Re: your two points:
1) Agreed, Melenchon’s elevated profile owes much to the lack of an alternative. As I’ve said here before, he is not going away and in fact, should not be underestimated.
2) A fly in the ointment to a Eurowide upswing could be Mr. Donald Trump. His nationalist agenda would not only be a threat to the Global recovery (which is the underpinning of the Continent’s rebound,) but would also validate the inward-looking arguments of the Eastern European (and Italian) nationalists. And just as Scholz in Germany is starting to make some headway! Oof.
I see the spammers are saying hello.
The one-column layout on the main page is a good improvement. From a subjective commenter point of view, having the number of comments for each post on the main page is handy – particularly if you’re commenting on more than one post – and it gives you an idea of where the discussion is happening on the blog.
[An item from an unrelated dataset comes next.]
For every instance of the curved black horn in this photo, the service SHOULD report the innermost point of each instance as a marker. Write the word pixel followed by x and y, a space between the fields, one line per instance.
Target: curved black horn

I’d also think about having the full text of each post on the main page as well, the way it was at the old place. That’ll spare people a certain amount of clicking back and forth between the main page and individual posts. It’ll also break up the flow of the main page, where a bit of variety would be good just as a visual thing. At the moment on my device the main page is a column of regular blocks, each constrained to the dimensions of the accompanying photo.
Anyway, migrating a blog is a headache even when it’s not part of a wider launch. Best wishes for the whole project and congratulations on the achievement thus far.
That’s it for the unsolicited feedback. Please forgive any inadvertent slippage into unwanted advice.
The blog is much improved by the redesign, bravo, especially since I had previously complained: It is only now with this redesign that I have realised that there had been a post on Italy recently.